I have a method which turns any Latin text (e.g. English, French, German, Polish) into its slug form,
e.g. Alpha Bravo Charlie
=> alpha-bravo-charlie
But it can't work for Cyrillic text (e.g. Russian), so what I'm wanting to do is transliterate the Cyrillic text to Latin characters, then slugify that.
Does anyone have a way to do such transliteration? Whether by actual source or a library.
I'm coding in C#, so a .NET library will work. Alternatively, if you have non-C# code, I'm sure I could convert it.
You can use .NET open source dll library UnidecodeSharpFork to transliterate Cyrillic and many more languages to Latin.
Example usage:
Assert.AreEqual("Rabota s kirillitsey", "Работа с кириллицей".Unidecode());
Assert.AreEqual("CZSczs", "ČŽŠčžš".Unidecode());
Assert.AreEqual("Hello, World!", "Hello, World!".Unidecode());
Testing Cyrillic:
/// <summary>
/// According to http://en.wikipedia.org/wiki/Romanization_of_Russian BGN/PCGN.
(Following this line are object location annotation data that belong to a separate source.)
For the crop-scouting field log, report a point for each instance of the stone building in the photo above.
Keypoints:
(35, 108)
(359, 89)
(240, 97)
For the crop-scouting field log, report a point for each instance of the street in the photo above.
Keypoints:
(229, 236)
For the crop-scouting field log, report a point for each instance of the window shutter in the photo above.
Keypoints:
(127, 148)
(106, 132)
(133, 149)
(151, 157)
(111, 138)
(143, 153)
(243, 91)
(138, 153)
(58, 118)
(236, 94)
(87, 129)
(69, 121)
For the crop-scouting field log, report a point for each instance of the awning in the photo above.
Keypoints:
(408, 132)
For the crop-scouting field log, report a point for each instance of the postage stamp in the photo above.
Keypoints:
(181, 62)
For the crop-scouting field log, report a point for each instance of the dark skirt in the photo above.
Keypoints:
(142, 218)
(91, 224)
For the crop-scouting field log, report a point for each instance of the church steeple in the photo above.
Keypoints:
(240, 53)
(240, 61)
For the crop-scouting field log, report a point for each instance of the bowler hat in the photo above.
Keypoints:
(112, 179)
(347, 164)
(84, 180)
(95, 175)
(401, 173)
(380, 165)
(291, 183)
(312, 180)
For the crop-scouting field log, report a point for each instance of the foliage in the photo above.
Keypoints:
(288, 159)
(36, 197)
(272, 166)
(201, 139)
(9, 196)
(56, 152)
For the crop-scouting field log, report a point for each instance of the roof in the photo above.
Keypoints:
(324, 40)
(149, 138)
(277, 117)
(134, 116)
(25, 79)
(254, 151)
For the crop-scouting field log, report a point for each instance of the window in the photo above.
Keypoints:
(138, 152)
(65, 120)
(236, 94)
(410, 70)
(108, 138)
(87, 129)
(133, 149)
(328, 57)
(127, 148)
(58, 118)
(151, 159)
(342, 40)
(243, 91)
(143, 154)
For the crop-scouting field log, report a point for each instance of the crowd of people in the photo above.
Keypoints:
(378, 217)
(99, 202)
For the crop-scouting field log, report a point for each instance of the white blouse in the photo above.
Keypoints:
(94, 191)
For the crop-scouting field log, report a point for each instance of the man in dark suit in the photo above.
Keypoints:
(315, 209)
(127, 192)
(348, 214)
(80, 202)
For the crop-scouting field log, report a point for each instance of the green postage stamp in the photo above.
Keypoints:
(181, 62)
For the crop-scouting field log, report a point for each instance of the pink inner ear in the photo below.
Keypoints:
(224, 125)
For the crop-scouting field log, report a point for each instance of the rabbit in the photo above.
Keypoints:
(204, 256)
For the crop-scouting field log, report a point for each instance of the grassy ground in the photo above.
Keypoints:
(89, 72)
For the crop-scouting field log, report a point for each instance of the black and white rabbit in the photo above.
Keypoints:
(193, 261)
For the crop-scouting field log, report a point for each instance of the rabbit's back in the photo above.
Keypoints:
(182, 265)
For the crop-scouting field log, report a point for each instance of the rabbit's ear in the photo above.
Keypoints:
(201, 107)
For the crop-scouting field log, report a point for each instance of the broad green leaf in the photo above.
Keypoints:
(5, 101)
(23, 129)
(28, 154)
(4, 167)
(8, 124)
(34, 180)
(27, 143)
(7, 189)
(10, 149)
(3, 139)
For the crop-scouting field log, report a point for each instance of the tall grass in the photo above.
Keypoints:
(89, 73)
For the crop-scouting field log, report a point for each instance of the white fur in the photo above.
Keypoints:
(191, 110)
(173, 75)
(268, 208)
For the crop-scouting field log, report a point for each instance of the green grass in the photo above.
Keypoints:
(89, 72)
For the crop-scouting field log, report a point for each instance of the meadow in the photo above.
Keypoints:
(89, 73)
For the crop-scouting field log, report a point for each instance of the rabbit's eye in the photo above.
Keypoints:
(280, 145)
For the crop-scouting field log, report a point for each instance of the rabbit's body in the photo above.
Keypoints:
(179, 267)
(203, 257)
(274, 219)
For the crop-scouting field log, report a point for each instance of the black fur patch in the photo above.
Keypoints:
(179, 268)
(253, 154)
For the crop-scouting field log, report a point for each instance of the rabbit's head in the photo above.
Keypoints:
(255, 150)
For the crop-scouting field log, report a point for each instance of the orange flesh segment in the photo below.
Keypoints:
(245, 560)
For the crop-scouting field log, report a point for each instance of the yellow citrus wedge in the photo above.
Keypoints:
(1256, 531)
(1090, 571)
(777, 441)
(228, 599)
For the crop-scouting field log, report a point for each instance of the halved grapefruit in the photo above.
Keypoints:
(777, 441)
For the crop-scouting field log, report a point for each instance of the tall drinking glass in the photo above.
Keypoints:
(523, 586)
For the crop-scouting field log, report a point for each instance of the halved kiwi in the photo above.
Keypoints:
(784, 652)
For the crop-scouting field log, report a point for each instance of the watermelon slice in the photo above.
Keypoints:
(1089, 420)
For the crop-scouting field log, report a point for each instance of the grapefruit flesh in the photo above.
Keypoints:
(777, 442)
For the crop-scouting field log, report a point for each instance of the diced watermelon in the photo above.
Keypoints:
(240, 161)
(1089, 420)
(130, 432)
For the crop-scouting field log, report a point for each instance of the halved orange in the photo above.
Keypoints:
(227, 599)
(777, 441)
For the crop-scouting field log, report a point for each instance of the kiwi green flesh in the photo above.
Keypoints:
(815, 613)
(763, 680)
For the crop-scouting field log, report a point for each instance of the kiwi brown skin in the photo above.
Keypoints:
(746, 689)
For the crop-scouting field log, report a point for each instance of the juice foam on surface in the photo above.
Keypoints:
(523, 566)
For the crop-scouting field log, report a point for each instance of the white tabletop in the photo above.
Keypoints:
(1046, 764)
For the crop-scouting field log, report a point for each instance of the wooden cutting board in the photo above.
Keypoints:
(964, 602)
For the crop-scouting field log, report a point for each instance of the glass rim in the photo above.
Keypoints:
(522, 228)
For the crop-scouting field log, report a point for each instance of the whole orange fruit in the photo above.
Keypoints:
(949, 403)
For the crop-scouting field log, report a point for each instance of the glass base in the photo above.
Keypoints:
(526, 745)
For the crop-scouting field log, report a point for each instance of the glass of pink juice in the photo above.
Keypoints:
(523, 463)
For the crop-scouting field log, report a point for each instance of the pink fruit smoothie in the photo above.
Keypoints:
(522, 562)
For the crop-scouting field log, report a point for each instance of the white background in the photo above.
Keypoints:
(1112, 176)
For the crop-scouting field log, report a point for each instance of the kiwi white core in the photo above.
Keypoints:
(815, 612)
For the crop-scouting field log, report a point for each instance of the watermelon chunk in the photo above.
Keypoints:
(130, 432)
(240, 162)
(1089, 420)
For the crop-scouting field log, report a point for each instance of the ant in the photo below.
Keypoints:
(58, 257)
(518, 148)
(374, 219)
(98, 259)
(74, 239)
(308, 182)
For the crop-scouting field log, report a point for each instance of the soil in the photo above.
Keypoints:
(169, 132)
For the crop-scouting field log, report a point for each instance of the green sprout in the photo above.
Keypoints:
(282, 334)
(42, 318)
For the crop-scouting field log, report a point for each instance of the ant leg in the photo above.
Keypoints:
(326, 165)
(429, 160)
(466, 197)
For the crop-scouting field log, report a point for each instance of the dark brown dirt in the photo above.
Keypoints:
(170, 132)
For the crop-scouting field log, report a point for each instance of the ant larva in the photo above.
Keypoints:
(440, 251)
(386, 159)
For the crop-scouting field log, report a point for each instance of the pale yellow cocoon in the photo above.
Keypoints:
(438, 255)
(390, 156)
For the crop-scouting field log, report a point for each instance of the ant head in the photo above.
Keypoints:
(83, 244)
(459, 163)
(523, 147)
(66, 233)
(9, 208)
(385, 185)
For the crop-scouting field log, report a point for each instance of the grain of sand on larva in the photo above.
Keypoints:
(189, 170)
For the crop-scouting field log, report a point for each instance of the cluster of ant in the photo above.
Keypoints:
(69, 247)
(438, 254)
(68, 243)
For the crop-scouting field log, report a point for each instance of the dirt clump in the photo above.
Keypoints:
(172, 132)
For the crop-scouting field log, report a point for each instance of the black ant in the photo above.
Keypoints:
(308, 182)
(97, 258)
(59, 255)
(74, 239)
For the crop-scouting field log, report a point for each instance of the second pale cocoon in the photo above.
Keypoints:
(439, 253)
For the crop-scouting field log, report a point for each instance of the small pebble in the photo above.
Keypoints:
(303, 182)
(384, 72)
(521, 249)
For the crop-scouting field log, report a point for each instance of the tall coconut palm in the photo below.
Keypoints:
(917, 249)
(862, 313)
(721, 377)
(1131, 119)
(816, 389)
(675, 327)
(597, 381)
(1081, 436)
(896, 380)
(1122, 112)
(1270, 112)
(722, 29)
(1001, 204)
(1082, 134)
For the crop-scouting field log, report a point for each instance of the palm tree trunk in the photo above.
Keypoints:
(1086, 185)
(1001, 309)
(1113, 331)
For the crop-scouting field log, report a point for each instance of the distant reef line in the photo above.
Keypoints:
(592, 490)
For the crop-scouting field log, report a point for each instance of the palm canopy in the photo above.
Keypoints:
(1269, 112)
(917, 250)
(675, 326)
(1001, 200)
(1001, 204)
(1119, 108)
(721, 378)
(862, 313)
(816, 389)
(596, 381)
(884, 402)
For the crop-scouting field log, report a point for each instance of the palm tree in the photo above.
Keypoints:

/// http://en.wikipedia.org/wiki/BGN/PCGN_romanization_of_Russian
/// With converting "ё" to "yo".
/// </summary>
[TestMethod]
public void RussianAlphabetTest()
{
string russianAlphabetLowercase = "а б в г д е ё ж з и й к л м н о п р с т у ф х ц ч ш щ ъ ы ь э ю я";
string russianAlphabetUppercase = "А Б В Г Д Е Ё Ж З И Й К Л М Н О П Р С Т У Ф Х Ц Ч Ш Щ Ъ Ы Ь Э Ю Я";
string expectedLowercase = "a b v g d e yo zh z i y k l m n o p r s t u f kh ts ch sh shch \" y ' e yu ya";
string expectedUppercase = "A B V G D E Yo Zh Z I Y K L M N O P R S T U F Kh Ts Ch Sh Shch \" Y ' E Yu Ya";
Assert.AreEqual(expectedLowercase, russianAlphabetLowercase.Unidecode());
Assert.AreEqual(expectedUppercase, russianAlphabetUppercase.Unidecode());
}
Simple, fast and powerful. And it's easy to extend/modify transliteration table if you want to.